Our Living wage motion was eventually voted through at the full council meeting earlier in the week. It was fairly heavily amended by the Labour group but I believe that their amendment strengthened the motion and furthered its aims rather than the traditional wrecking type amendment usually moved by another party.

Changing council policy is almost the easy part of the campaign though. I suspect we will have an uphill battle with the private sector in Reading. But at least things are moving now.

Feel free to support our Living wage Facebook group here.

Below is the text of the motion.

"This Council notes:

  • That one in five Reading children live in poverty;
  • The commitment to greater equality contained within Reading's Sustainable Community Strategy;
  • That the minimum wage (£6.08 per hour as of October 1, 2011) has been a step forwards but that at its current level it is a poverty wage;
  • The cross-party support which there has been for a London living wage (2011 rate is £8.30 per hour).

This Council notes that Reading Borough Council has had an anti-low pay policy for Council staff since the late 1980s and the current minimum wage under that policy is £7.64p per hour, which is 44 pence more than the amount suggested as a Living wage outside London. This Council therefore reaffirms this long-standing commitment to paying a living wage to council employees.

This Council resolves:

1. To continue to increment the Living Wage paid to Council staff in line with national pay increases.

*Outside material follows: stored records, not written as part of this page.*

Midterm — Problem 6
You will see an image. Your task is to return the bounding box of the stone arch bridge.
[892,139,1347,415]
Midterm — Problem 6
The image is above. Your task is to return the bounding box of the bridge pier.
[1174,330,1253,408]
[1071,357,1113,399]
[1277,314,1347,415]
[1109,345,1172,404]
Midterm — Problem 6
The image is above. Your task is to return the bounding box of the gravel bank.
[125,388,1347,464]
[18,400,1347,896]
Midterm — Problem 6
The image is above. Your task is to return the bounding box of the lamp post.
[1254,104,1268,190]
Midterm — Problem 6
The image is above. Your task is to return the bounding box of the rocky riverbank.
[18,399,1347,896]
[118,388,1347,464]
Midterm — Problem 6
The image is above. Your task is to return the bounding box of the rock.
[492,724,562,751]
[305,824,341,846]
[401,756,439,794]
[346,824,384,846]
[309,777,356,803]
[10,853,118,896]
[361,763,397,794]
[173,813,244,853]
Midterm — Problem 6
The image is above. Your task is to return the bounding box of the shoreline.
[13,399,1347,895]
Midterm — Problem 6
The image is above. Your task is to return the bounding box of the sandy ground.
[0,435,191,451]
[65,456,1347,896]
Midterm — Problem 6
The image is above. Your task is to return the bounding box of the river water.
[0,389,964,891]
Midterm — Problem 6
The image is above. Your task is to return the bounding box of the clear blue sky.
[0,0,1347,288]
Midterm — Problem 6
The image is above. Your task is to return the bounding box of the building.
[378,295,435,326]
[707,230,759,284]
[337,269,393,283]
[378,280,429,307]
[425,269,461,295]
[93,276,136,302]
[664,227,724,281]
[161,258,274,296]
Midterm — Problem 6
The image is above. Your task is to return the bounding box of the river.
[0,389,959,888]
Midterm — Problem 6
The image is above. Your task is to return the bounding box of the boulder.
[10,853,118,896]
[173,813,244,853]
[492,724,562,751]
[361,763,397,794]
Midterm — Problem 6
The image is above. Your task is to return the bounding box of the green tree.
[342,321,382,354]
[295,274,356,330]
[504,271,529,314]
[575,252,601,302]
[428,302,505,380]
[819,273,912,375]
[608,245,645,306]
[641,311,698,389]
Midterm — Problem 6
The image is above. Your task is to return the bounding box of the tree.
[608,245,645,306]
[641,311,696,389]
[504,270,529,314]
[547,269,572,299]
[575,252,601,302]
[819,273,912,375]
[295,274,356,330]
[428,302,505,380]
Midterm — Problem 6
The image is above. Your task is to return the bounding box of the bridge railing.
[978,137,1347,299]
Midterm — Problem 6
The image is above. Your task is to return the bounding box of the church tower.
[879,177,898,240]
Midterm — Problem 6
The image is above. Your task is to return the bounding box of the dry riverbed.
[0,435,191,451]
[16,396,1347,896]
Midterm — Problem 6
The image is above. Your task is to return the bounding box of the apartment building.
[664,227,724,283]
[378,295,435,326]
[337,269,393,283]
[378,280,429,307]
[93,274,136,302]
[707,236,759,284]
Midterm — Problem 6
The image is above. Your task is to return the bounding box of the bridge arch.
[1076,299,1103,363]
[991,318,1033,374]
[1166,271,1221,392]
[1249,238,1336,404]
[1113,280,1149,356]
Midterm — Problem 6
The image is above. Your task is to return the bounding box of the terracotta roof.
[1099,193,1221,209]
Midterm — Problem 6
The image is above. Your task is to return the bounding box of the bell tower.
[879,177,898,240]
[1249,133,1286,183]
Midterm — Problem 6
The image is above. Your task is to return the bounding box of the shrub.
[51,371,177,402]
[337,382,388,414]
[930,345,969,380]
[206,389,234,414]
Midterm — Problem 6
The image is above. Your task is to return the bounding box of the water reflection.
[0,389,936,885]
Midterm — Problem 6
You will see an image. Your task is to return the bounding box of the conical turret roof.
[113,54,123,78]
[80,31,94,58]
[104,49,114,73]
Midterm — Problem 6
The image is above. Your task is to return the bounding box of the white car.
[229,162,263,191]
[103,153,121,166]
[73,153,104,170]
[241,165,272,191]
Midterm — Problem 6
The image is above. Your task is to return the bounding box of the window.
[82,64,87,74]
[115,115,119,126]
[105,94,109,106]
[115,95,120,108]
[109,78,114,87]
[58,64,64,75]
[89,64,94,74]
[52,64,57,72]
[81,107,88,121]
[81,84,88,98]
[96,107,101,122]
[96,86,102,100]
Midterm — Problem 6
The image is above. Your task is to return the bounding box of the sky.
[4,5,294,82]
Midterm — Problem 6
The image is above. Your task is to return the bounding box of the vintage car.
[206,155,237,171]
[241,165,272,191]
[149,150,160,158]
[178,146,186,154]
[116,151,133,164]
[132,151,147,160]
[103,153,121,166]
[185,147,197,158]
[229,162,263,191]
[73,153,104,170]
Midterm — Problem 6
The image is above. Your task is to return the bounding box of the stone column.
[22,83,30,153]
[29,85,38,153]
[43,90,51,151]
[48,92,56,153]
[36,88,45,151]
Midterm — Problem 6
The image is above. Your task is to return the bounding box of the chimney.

2. To review the extent to which the Council’s Living wage policy can be applied to currently contracted-out services or as each contract comes up for renewal.

3. To include a commitment to a Living Wage for new contracts.

4. To call upon other employers in Reading to adopt a similar anti-low pay policy for their staff.

5. To work with advice agencies, trade unions and the Health & Safety Executive to identify and pursue employers that are failing to pay the statutory minimum wage.

6. To review the ratio between the lowest and the higher paid council officers.

7. To ensure that cabinet receives reports on progress towards the above at least annually, but initially by January 2012."